De tanto en tanto, en la Red aparece alguna imagen de un niño de un país en vías de desarrollo que luce una sonrisa amplia y clara. Y de esa imagen, y del comentario que le acompaña, surgen diferentes debates. Algo así sucedió hace unos meses, cuando la imagen de unos menores del sur de Asia jugando sonrientes a las carreras de sacos en un entorno pauperizado, construyó el debate sobre si el origen de esa sonrisa era su entorno o si esa sonrisa llegaba a pesar de su entorno.
            En la discusión subyacía la idea romántica —y riesgosa— de la pobreza como un valor moral, de la carencia como un camino hacia la pureza de espíritu. Y es hasta un punto normal que esa idea surja: tal vez no seamos conscientes, pero hemos vivido golpeados mil veces por esa noción en el arte y en la literatura. A la pobreza se le ha otorgado un componente romántico en el que se han desarrollado historias clasicas, como por ejemplo Cuento de Navidad, de Charles Dickens.
            Por otra parte, en términos generales, Occidente ha mirado con condescendencia a Oriente, fundamentalmente porque lo contempla desde un prisma económico. Yasí a pesar de la inmensidad y la diversidad de Asia, el juicio general es que se trata de un continente pobre. Sin embargo, a pesar de esa pobreza y particularmente desde los años sesenta del siglo XX, Occidente ha ido a buscar la llave de la felicidad a Oriente, contribuyendo así a la imagen romantizada de la pobreza. Ya fuera por los Beatles a través el hinduismo o a la llamada medicina china tradicional, el Tai-Chi, el Yoga o la filosofía Zen se han convertido en recursos comunes entre occidentales para alcanzar una armonía que nos llevará a la felicidad.
            Pero el concepto de pobreza tiene lecturas distintas en Oriente y en Occidente. Para nosotros, la idea de pobreza se resume en un concepto material: no tener poder adquisitivo. En cambio, en Asia este concepto abarca también el lado espiritual de la persona. Dicho de otro modo: mientras en Occidente la pobreza es una ausencia de posesiones, en Oriente existe otro concepto de pobreza: el de la falta de armonía entre lo material y lo espiritual.

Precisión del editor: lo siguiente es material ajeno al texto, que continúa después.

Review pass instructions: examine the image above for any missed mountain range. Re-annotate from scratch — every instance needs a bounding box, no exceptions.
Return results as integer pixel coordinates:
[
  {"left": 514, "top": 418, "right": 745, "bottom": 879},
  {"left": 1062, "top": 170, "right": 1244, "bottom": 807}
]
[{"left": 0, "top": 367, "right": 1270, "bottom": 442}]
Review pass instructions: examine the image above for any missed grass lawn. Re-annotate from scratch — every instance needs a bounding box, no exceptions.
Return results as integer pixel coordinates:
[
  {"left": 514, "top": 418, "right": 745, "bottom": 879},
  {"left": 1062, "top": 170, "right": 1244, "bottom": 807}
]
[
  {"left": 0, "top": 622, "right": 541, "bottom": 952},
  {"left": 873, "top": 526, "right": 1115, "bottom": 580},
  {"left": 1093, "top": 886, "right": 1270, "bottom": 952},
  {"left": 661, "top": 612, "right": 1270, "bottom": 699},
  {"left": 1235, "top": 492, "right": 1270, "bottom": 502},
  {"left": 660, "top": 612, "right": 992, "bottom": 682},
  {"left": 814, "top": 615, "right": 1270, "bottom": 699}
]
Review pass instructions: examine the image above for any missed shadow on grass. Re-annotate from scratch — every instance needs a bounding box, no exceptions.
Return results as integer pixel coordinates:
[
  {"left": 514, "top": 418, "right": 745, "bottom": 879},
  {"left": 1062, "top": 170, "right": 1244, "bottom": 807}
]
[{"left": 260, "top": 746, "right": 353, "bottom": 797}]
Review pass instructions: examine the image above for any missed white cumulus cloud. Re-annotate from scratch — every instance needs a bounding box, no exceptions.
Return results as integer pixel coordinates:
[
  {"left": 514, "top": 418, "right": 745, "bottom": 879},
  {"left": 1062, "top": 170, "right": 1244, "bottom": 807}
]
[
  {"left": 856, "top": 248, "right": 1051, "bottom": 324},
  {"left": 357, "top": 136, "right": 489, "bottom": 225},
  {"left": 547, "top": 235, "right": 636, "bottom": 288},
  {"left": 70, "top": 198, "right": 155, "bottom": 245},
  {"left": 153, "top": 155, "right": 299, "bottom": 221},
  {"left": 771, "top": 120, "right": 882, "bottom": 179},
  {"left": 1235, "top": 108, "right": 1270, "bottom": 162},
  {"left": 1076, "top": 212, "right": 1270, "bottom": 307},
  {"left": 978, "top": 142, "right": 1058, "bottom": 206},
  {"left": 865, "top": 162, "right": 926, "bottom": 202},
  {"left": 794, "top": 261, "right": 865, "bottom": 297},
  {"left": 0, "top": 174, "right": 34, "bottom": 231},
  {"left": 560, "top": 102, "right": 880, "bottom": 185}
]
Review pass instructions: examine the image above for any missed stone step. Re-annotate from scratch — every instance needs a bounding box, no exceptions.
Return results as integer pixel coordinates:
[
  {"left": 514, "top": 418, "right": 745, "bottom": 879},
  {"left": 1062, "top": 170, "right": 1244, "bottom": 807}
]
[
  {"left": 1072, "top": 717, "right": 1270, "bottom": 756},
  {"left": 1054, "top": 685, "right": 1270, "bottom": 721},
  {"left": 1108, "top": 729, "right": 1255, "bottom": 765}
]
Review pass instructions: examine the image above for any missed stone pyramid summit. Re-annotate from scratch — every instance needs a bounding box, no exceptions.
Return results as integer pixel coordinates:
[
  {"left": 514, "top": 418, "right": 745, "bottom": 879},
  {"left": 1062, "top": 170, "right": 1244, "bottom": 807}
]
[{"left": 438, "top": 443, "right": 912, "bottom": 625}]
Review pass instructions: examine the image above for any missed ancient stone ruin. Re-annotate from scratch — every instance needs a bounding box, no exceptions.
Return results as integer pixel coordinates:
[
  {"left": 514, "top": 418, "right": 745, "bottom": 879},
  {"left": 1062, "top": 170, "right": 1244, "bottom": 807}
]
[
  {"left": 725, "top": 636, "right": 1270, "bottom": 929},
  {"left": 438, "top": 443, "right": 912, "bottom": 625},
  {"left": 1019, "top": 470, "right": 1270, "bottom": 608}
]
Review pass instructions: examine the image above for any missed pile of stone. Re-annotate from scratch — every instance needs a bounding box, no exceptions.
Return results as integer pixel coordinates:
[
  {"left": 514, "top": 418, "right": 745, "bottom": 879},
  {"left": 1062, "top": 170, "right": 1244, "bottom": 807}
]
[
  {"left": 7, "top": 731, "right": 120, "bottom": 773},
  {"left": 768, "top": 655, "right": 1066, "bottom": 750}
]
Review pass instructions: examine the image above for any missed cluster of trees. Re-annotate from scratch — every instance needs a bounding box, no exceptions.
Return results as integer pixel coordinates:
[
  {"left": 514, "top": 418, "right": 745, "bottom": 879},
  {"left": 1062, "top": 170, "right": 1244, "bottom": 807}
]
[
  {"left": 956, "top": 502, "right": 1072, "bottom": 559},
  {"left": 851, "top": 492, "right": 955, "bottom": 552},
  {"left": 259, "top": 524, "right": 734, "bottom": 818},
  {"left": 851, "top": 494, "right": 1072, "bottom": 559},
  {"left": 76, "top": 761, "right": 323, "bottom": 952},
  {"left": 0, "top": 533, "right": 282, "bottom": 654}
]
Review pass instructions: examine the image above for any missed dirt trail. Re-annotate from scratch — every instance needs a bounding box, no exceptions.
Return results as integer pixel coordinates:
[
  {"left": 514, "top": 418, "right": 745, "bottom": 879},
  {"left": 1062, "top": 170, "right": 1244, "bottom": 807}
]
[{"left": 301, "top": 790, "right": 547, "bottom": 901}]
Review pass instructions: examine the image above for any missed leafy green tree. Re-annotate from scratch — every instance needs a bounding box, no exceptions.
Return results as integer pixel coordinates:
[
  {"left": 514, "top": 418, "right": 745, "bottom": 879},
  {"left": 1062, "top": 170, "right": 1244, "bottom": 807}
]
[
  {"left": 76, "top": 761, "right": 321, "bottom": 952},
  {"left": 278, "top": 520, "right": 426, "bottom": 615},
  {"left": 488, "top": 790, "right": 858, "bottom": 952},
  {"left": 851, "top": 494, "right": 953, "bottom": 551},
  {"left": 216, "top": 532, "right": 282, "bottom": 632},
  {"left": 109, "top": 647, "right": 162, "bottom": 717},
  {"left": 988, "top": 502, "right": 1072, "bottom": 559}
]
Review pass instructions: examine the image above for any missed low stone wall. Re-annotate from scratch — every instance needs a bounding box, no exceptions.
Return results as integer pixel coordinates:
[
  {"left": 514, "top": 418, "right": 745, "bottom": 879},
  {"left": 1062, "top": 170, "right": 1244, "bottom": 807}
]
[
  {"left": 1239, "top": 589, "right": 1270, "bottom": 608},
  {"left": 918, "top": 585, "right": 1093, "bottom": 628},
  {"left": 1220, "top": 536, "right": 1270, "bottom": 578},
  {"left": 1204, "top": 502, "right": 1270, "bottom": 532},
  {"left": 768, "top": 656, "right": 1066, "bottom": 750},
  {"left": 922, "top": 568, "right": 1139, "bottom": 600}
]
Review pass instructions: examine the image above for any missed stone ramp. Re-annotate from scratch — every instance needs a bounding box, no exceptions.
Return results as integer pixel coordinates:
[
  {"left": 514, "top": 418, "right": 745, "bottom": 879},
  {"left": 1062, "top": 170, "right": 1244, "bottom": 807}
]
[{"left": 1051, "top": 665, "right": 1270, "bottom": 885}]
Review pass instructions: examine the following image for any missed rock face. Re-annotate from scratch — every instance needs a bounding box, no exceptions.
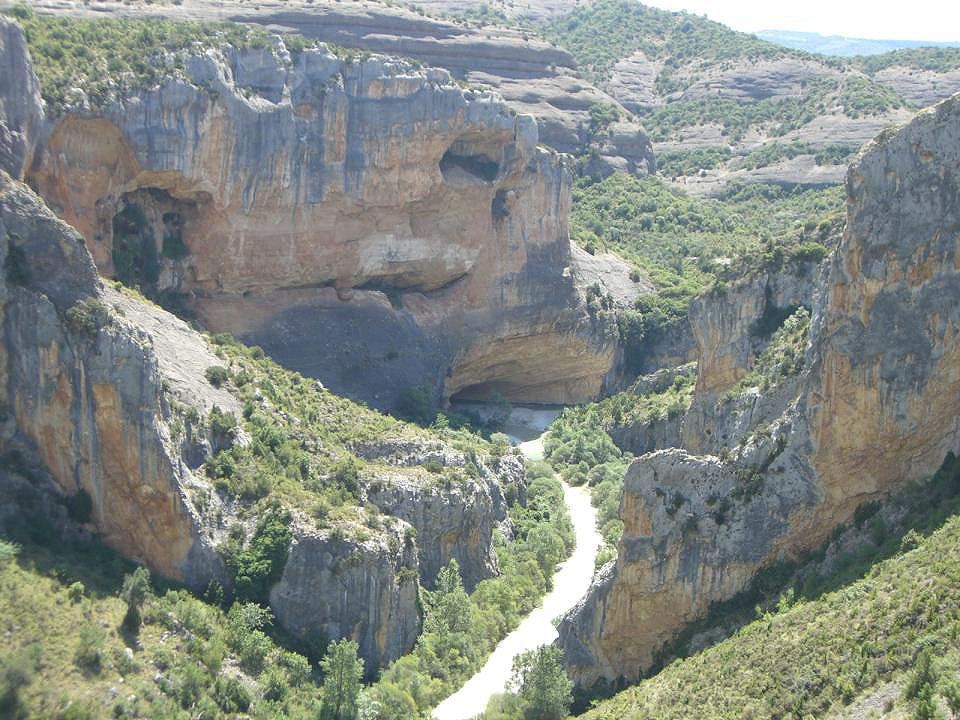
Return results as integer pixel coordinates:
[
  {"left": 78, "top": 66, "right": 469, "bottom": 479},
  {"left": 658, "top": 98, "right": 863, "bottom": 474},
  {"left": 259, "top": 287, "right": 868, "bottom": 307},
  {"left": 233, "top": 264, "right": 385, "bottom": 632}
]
[
  {"left": 15, "top": 0, "right": 653, "bottom": 174},
  {"left": 560, "top": 97, "right": 960, "bottom": 685},
  {"left": 684, "top": 261, "right": 822, "bottom": 452},
  {"left": 0, "top": 166, "right": 510, "bottom": 673},
  {"left": 367, "top": 444, "right": 525, "bottom": 591},
  {"left": 24, "top": 33, "right": 642, "bottom": 409},
  {"left": 0, "top": 14, "right": 43, "bottom": 178},
  {"left": 270, "top": 516, "right": 420, "bottom": 676}
]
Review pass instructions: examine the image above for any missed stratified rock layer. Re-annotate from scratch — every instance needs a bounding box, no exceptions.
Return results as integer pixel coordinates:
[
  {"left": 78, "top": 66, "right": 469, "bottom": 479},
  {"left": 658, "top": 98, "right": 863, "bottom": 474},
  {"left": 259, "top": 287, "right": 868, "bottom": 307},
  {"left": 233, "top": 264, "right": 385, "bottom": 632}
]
[
  {"left": 560, "top": 96, "right": 960, "bottom": 685},
  {"left": 24, "top": 40, "right": 643, "bottom": 409}
]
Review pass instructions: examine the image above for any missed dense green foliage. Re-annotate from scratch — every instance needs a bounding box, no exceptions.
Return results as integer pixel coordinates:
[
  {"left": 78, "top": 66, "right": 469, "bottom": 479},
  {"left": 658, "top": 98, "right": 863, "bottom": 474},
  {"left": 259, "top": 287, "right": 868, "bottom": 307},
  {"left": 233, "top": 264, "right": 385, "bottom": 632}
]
[
  {"left": 570, "top": 173, "right": 844, "bottom": 372},
  {"left": 657, "top": 147, "right": 733, "bottom": 177},
  {"left": 543, "top": 0, "right": 800, "bottom": 83},
  {"left": 585, "top": 456, "right": 960, "bottom": 720},
  {"left": 544, "top": 374, "right": 696, "bottom": 566},
  {"left": 360, "top": 472, "right": 574, "bottom": 720},
  {"left": 853, "top": 47, "right": 960, "bottom": 75},
  {"left": 320, "top": 638, "right": 363, "bottom": 720},
  {"left": 224, "top": 509, "right": 293, "bottom": 605},
  {"left": 187, "top": 335, "right": 492, "bottom": 534},
  {"left": 0, "top": 458, "right": 573, "bottom": 720},
  {"left": 480, "top": 645, "right": 573, "bottom": 720}
]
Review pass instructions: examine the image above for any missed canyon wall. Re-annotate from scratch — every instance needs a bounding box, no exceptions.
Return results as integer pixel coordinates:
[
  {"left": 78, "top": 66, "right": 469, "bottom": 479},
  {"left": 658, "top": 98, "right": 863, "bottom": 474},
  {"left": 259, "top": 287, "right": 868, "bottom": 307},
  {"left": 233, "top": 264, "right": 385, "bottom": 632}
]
[
  {"left": 560, "top": 96, "right": 960, "bottom": 686},
  {"left": 7, "top": 0, "right": 654, "bottom": 175},
  {"left": 0, "top": 18, "right": 540, "bottom": 673},
  {"left": 22, "top": 37, "right": 648, "bottom": 409}
]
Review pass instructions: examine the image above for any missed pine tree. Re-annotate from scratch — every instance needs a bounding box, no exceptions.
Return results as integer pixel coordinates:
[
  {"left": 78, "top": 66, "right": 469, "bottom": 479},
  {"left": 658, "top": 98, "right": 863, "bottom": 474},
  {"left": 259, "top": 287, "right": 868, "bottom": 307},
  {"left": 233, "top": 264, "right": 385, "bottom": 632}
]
[
  {"left": 320, "top": 638, "right": 363, "bottom": 720},
  {"left": 513, "top": 645, "right": 573, "bottom": 720}
]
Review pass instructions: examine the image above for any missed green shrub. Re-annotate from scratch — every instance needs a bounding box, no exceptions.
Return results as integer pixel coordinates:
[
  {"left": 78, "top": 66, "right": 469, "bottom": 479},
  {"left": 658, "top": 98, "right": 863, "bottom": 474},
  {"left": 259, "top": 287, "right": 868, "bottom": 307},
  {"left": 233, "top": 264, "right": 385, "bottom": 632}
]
[
  {"left": 120, "top": 567, "right": 150, "bottom": 635},
  {"left": 64, "top": 488, "right": 93, "bottom": 524},
  {"left": 211, "top": 675, "right": 250, "bottom": 713},
  {"left": 3, "top": 242, "right": 30, "bottom": 286},
  {"left": 0, "top": 538, "right": 20, "bottom": 570},
  {"left": 397, "top": 386, "right": 437, "bottom": 426},
  {"left": 203, "top": 365, "right": 230, "bottom": 388},
  {"left": 73, "top": 622, "right": 104, "bottom": 673},
  {"left": 225, "top": 602, "right": 273, "bottom": 674},
  {"left": 225, "top": 510, "right": 293, "bottom": 605},
  {"left": 64, "top": 299, "right": 111, "bottom": 338}
]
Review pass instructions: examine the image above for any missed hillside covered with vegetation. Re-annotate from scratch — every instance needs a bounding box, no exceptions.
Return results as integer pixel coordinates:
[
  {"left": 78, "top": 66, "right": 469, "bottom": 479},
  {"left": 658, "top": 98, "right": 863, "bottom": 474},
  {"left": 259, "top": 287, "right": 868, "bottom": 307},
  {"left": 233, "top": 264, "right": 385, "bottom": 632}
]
[
  {"left": 0, "top": 456, "right": 573, "bottom": 720},
  {"left": 570, "top": 173, "right": 844, "bottom": 371},
  {"left": 583, "top": 457, "right": 960, "bottom": 720}
]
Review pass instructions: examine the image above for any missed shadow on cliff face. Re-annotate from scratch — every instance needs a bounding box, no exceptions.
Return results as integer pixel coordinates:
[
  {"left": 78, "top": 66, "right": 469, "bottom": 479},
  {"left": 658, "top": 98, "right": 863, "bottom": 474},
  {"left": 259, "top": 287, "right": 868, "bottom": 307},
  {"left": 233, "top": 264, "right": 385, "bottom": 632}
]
[
  {"left": 440, "top": 145, "right": 500, "bottom": 185},
  {"left": 241, "top": 299, "right": 449, "bottom": 412},
  {"left": 103, "top": 187, "right": 209, "bottom": 319}
]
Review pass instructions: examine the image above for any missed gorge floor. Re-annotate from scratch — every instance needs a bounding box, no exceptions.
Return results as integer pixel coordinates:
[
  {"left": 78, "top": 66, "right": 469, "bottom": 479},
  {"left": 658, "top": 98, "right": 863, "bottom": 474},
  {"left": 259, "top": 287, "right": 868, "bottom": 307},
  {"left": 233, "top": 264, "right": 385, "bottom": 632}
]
[{"left": 433, "top": 411, "right": 602, "bottom": 720}]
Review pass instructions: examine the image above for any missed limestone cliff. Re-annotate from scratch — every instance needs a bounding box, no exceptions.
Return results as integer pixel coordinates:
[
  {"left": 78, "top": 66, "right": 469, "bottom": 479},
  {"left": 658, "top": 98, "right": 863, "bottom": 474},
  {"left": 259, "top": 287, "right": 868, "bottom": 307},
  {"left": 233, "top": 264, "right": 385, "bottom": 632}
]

            Un millonario con enorme poder económico e influencia social puede ser inmensamente infeliz al sentirse agobiado y preocupado por el mantenimiento de sus bienes y condición. Una actitud que nos recuerda al Scrooge del mencionado Cuento de Navidad. Al renunciar a una armonía entre lo material y lo espiritual y centrarse solo en la acumulación de lo que tiene valor económico, el personaje de Dickens se descubre desgraciado. Y es cuando deshacemos a la inversa este proceso cuando llegamos a la conclusión romantizada de que en la pobreza está en la felicidad.
            La armonía entre materia y espíritu es uno de los principios comunes de las diferentes filosofías orientales. Pero en las sociedades occidentales, más exactamente, en las históricamente influidas por la filosofía cristiana, los valores son diferentes. Pensemos en un momento en el ejercicio de la compasión que conduce a las obras de caridad, una virtud teologal para la Iglesia Católica, cuya influencia moral histórica en Occidente es innegable. La compasión se entiende, en un concepto plano, como hacer el bien al prójimo. No obstante, para ejercer poder ser compasivo, para poder ser caritativo, es necesario alguien sobre el que ejercerla y parecería aceptarse su estructural existencia.
            El conflicto respecto a la romantización de la pobreza no deja de ser, de alguna forma, un conflicto de percepción. La felicidad no está en el dónde, sino en el qué. Recordemos las fotos aducidas al comienzo. La felicidad está en armonizar lo material —algo con lo que jugar— y lo espiritual —el juego, connatural a la niñez—. En la sencillez del juego, y no en el entorno. Y respecto al escenario, tal vez confundamos lo pobre ("que no tiene lo necesario para vivir", dice el Diccionario de la RAE) con lo sencillo ("que no tiene lujos ni adornos excesivos", define el mismo diccionario). Aunque no deja de ser curioso que a lo que resta complejidad le llamemos empobrecimiento, en vez de sencillez.
            Y como siempre: no basta con contemplar románticamente esa realidad, hay que trasformarla entre nosotros y ellos para que alcancen un Desarrollo sostenible.